Firmware update on the LiteOn resulted in very good burns with no more coasters on all media tried including the cheap Playos. You may need a firmware update and not ever realize it. Also most drives can be back flashed to previous version if you're unhappy with current version.Case in point that very LiteOn still wouldn't burn the Playos without making many coasters with latest firmware, but flash back to next latest firmware resulted in good burn results on Playos too.
Failure to update firmware could be contributing to problems which may mean there's no help for your problem as long as you fail to take good advice offered. What criteria do you use to determine when updates are needed, and has the Sony drive been updated with Sony firmware since you're hesitant to cross flash?
I have a LiteOn external burner that wouldn't burn those same Playos with original firmware and created over 60% coasters with Verbatim 8x -R media. Firmware update on the LiteOn resulted in very good burns with no more coasters on all media tried including the cheap Playos. You may need a firmware update and not ever realize it. Also most drives can be back flashed to previous version if you're unhappy with current version.Case in point that very LiteOn still wouldn't burn the Playos without making many coasters with latest firmware, but flash back to next latest firmware resulted in good burn results on Playos too. Failure to update firmware could be contributing to problems which may mean there's no help for your problem as long as you fail to take good advice offered. I should have already stated in a previous post that I am using the latest firmware.
I updated it after probably the 3rd or 4th failed disk burn from like 1.0d to 1.0f.
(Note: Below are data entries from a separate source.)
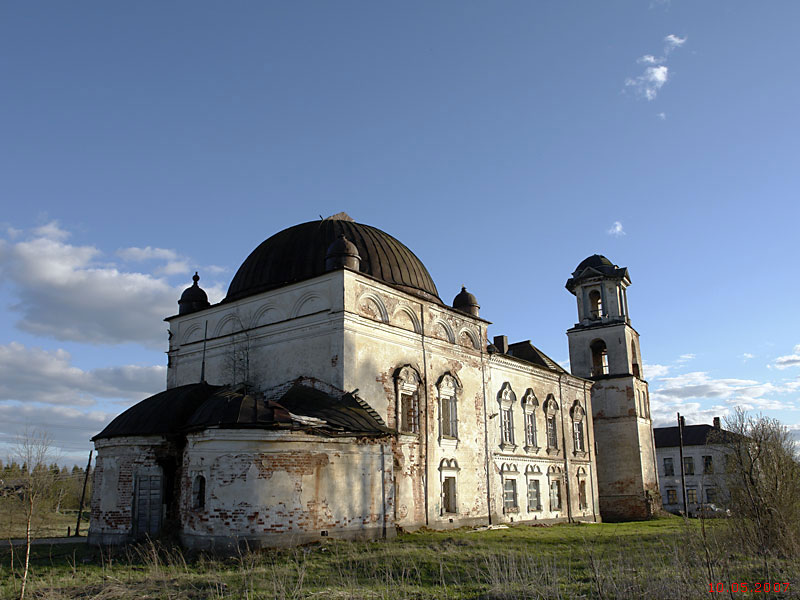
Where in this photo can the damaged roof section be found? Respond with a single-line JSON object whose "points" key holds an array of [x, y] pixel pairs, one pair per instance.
{"points": [[303, 404]]}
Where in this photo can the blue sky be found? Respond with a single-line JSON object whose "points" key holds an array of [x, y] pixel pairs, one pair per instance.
{"points": [[502, 142]]}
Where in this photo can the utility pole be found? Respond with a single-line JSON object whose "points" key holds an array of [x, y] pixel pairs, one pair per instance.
{"points": [[83, 494], [683, 474]]}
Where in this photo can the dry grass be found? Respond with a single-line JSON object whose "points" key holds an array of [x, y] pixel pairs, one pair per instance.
{"points": [[663, 559]]}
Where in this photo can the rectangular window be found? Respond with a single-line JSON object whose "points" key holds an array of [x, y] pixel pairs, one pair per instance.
{"points": [[577, 429], [509, 494], [552, 434], [555, 495], [409, 413], [507, 426], [449, 417], [534, 499], [530, 429], [449, 495]]}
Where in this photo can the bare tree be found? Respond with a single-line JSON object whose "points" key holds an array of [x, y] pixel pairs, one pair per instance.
{"points": [[33, 449], [764, 481]]}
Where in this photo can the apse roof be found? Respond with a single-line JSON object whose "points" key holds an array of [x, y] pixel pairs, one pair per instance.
{"points": [[298, 253], [299, 405]]}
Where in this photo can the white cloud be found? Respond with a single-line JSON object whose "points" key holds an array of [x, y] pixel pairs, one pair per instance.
{"points": [[147, 253], [747, 393], [48, 377], [64, 292], [51, 231], [790, 360], [673, 41], [616, 229], [656, 74], [649, 59], [655, 371], [650, 82]]}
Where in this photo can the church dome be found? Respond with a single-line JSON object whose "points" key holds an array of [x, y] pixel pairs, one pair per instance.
{"points": [[466, 302], [594, 261], [193, 298], [300, 253]]}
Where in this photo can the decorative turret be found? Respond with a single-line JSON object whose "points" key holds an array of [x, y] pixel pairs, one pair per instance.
{"points": [[466, 302], [604, 347], [342, 253], [193, 298]]}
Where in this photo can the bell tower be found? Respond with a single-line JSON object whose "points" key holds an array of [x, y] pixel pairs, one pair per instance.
{"points": [[604, 347]]}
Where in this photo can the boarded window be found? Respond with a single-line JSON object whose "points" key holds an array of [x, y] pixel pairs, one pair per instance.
{"points": [[534, 497], [577, 431], [148, 505], [199, 492], [409, 415], [530, 429], [507, 426], [552, 432], [555, 495], [449, 495], [449, 417], [509, 493]]}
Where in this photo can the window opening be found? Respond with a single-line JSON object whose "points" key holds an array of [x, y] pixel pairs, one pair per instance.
{"points": [[449, 495], [599, 358], [534, 498]]}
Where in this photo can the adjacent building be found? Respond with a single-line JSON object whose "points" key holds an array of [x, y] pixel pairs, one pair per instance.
{"points": [[704, 466]]}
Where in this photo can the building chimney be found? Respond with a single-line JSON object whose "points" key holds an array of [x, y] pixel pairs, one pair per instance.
{"points": [[501, 342]]}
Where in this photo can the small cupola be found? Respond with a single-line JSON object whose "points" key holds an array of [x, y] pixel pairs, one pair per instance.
{"points": [[342, 254], [466, 302], [193, 298]]}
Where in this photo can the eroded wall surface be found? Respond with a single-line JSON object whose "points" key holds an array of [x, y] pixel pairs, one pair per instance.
{"points": [[282, 488]]}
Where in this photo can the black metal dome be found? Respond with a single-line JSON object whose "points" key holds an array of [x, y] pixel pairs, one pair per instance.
{"points": [[595, 260], [299, 253], [193, 298]]}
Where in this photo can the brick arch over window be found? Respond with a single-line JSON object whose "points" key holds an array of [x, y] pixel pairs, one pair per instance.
{"points": [[408, 384]]}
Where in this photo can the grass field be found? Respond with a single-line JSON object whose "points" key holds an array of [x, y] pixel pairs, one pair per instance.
{"points": [[662, 559]]}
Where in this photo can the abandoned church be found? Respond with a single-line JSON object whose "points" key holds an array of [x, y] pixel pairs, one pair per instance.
{"points": [[333, 393]]}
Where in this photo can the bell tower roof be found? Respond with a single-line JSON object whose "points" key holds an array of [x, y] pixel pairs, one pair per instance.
{"points": [[596, 266]]}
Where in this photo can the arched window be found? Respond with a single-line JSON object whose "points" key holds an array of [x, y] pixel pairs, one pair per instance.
{"points": [[506, 398], [448, 387], [635, 360], [595, 305], [529, 404], [578, 438], [407, 383], [599, 358], [550, 414], [199, 492]]}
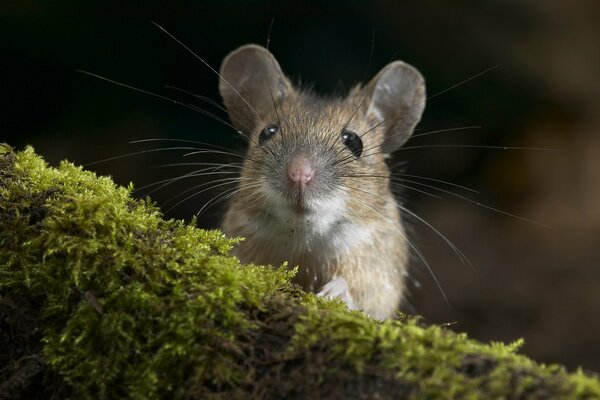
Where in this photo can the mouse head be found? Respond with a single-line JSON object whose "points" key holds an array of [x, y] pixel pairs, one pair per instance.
{"points": [[310, 155]]}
Still a 1.0 version but i would assume that somewhere from b to f they did something different. Reguardless of what the difference from b to f is, it did not solve my problem. I wont cross flash because it seems from reading the posts on it that it is dangerous, and like i've said already.it isnt worth ruining a drive to burn 4x faster.and, first off, I see no point in back flashing it seeing as i did an update from d to f with no change at all in performance or 'coaster' making. Secondly, I would not have replied to the first post directed at my problem if I was not willing to 'take good advice' that is offered to me.
I am always willing to learn and as well always wanting to fix annoying quirks in my hardware. If you are not going to read all of my posts before assuming that I am just not paying attention.then I have no need for your critisism or assistance.edit: (hidden deeply in my original post.or possibly the first line in the second paragraph. Same thing!). Indeed, a good follow-up question!
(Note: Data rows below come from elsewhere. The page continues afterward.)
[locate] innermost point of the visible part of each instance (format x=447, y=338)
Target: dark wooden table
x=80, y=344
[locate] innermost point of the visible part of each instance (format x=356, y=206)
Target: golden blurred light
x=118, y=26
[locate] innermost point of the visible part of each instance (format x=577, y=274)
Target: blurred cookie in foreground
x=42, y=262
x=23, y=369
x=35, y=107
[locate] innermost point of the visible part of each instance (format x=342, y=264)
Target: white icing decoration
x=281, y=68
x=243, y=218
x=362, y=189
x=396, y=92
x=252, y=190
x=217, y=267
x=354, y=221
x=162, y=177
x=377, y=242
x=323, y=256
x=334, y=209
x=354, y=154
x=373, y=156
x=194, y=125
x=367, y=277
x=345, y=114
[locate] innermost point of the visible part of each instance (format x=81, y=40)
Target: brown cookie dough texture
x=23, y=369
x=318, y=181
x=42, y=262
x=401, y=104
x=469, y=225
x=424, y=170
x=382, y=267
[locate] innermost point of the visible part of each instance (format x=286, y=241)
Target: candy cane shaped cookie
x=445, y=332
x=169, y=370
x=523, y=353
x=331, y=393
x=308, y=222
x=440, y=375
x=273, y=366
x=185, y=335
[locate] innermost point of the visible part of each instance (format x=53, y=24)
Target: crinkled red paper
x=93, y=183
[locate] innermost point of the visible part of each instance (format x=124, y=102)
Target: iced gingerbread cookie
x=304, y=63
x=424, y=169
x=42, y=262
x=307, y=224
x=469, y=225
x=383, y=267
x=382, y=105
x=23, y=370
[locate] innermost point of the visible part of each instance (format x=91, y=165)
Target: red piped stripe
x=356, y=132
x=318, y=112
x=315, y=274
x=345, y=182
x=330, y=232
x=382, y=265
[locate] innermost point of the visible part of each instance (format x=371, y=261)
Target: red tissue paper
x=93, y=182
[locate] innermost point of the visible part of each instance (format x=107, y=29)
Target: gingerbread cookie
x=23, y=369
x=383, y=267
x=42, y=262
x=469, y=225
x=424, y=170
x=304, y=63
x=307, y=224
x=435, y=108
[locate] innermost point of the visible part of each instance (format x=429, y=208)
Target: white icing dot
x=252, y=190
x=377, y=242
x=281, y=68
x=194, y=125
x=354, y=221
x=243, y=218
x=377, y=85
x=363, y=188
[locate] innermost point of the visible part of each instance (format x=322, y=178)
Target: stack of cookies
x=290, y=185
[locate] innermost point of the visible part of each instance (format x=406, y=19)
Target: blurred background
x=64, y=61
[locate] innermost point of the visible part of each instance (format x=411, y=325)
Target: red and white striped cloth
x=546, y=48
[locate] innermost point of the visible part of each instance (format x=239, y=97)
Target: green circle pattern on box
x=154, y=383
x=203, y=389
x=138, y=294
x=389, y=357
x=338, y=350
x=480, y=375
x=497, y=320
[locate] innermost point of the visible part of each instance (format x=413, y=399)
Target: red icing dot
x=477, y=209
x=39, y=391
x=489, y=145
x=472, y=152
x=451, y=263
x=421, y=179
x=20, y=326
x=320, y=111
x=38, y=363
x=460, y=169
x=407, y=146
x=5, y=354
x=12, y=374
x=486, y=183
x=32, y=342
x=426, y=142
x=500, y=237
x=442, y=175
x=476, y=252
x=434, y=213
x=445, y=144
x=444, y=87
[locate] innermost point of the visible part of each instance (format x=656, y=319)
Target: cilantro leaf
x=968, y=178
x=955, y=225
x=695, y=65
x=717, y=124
I was not trying to infer that I had done everything suggested. Just that I was trying. This is a Crappy E-Machines computer that isnt mine. It is my dads. Though when I go to his place, I burn dvd's for him. I have no doubt that the IDE cables need replacing.To be honest I just posted on this page so that the guy who originally posted could try slowing his speed down. I didnt read anywhere that he had tried different speeds than his max speed.
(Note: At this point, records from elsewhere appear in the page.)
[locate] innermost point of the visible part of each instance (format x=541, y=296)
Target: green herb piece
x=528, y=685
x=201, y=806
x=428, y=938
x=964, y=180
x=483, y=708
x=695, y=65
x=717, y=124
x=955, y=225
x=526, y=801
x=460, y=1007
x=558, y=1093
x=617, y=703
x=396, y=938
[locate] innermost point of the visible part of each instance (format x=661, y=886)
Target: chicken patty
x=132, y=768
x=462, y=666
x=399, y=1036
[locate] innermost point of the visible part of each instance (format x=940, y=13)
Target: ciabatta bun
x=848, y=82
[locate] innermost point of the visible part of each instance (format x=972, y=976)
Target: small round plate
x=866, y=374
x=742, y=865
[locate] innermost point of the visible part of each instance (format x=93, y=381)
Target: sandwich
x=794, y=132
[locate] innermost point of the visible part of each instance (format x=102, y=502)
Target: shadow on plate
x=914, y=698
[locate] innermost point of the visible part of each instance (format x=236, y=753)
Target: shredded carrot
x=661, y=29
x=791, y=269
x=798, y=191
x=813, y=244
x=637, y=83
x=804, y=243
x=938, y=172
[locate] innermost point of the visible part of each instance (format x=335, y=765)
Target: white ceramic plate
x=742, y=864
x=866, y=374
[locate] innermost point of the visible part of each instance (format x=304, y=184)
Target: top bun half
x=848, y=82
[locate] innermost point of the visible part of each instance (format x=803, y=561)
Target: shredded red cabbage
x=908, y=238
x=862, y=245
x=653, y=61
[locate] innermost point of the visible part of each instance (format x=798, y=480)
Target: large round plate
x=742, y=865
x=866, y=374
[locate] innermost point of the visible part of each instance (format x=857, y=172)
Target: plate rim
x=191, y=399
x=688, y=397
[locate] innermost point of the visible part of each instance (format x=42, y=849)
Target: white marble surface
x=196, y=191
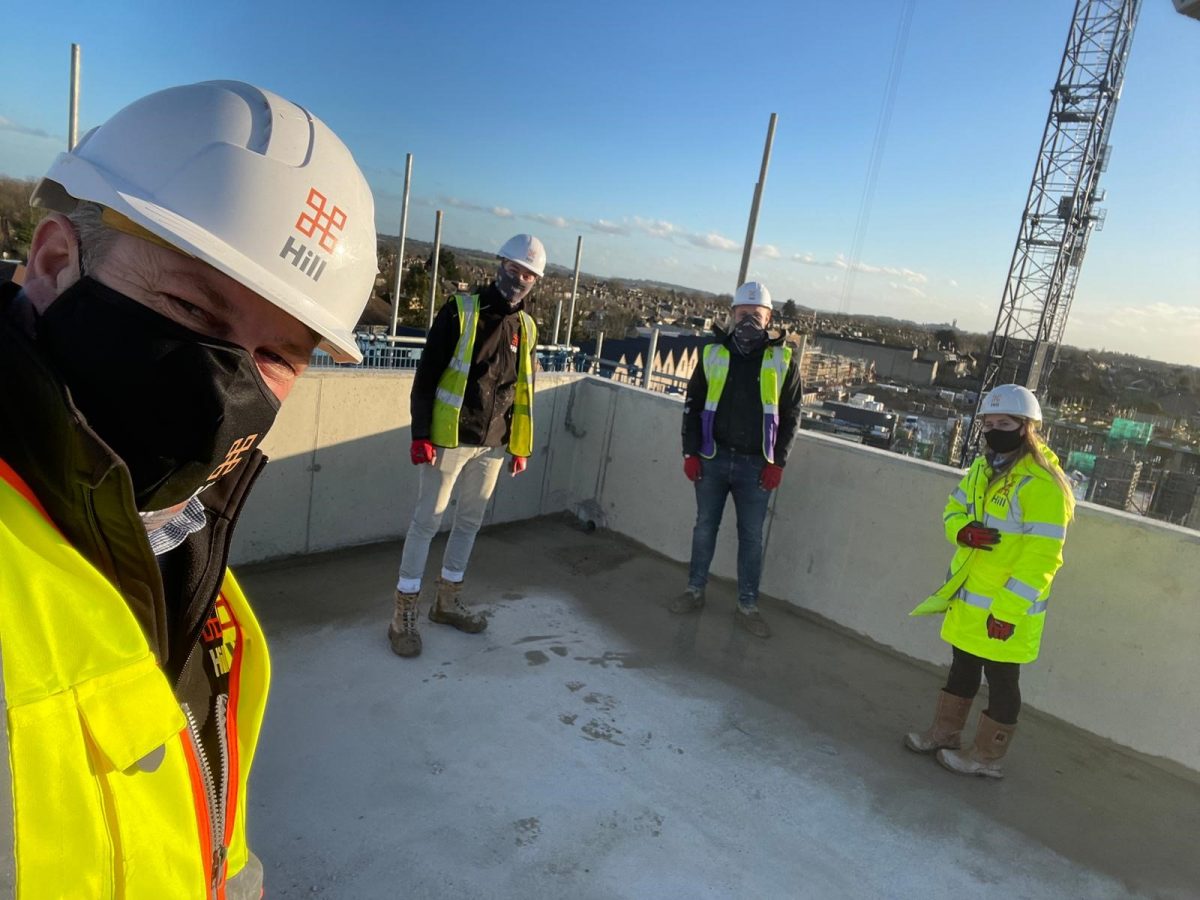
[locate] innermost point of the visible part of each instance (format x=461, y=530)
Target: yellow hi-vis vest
x=771, y=385
x=108, y=792
x=1012, y=581
x=453, y=384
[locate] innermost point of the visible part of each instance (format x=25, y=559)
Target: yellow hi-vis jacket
x=109, y=797
x=771, y=387
x=1013, y=580
x=453, y=384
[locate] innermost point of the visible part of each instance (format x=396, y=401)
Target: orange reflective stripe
x=18, y=484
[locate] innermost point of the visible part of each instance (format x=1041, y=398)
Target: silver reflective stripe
x=1023, y=591
x=983, y=603
x=1045, y=529
x=450, y=400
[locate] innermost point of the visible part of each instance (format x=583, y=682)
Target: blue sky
x=640, y=126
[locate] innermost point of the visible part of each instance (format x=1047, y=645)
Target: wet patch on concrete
x=617, y=659
x=527, y=831
x=597, y=730
x=592, y=559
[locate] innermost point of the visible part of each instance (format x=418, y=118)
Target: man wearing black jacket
x=472, y=397
x=738, y=424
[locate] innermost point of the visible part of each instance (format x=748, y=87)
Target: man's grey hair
x=95, y=238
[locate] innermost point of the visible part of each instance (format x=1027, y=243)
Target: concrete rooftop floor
x=592, y=745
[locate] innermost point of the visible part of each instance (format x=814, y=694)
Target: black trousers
x=1003, y=691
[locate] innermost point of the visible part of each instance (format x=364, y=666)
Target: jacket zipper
x=210, y=820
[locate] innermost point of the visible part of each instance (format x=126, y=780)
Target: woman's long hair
x=1032, y=445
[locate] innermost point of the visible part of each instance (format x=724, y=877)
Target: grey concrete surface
x=592, y=745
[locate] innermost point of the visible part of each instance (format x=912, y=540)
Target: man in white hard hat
x=201, y=244
x=738, y=424
x=472, y=399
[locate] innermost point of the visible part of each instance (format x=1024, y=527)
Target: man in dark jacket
x=738, y=424
x=472, y=397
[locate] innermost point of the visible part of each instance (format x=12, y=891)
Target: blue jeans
x=724, y=474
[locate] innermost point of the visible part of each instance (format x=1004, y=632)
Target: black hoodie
x=738, y=423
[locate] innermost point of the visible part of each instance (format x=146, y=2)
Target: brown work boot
x=448, y=610
x=690, y=600
x=749, y=618
x=406, y=640
x=946, y=732
x=985, y=755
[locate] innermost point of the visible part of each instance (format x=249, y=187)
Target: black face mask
x=179, y=408
x=1003, y=442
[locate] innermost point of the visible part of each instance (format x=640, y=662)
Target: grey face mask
x=511, y=287
x=749, y=336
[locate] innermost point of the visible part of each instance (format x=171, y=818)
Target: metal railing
x=405, y=353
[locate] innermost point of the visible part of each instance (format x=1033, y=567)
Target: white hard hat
x=753, y=293
x=246, y=181
x=1011, y=400
x=525, y=250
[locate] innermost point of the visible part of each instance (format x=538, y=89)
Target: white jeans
x=474, y=469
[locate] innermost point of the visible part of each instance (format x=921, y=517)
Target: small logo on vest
x=315, y=221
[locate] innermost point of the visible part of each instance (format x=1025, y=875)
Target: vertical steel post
x=757, y=199
x=649, y=359
x=575, y=287
x=433, y=276
x=400, y=250
x=73, y=114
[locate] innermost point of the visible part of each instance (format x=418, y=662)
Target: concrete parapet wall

This isnt a problem that any of us here ever cared to solve by having to spend money. Though IDE cables are not that expensive, and an option that I will probably try. And yes, i have cleaned the connectors already. It seems I got slwtx2003 posts confused with that of the OP who didn't say anything about firmware update, and I don't know if the OP resolved his problem since he's not posted after 4/2/07. Latest firmware isn't necessarily best firmware as evidenced by my LiteOn experience in my 6/12 post, and I'd try 1 or 2 other firmwares if I were in slwtx2003's circumstance. It may or may not be the solution, but it couldn't hurt to try it.
BTW I also have a Sony DRU-120C which came with next to latest firmware with which it burns wonderfully, and I'll not update unless problems arise with current firmware.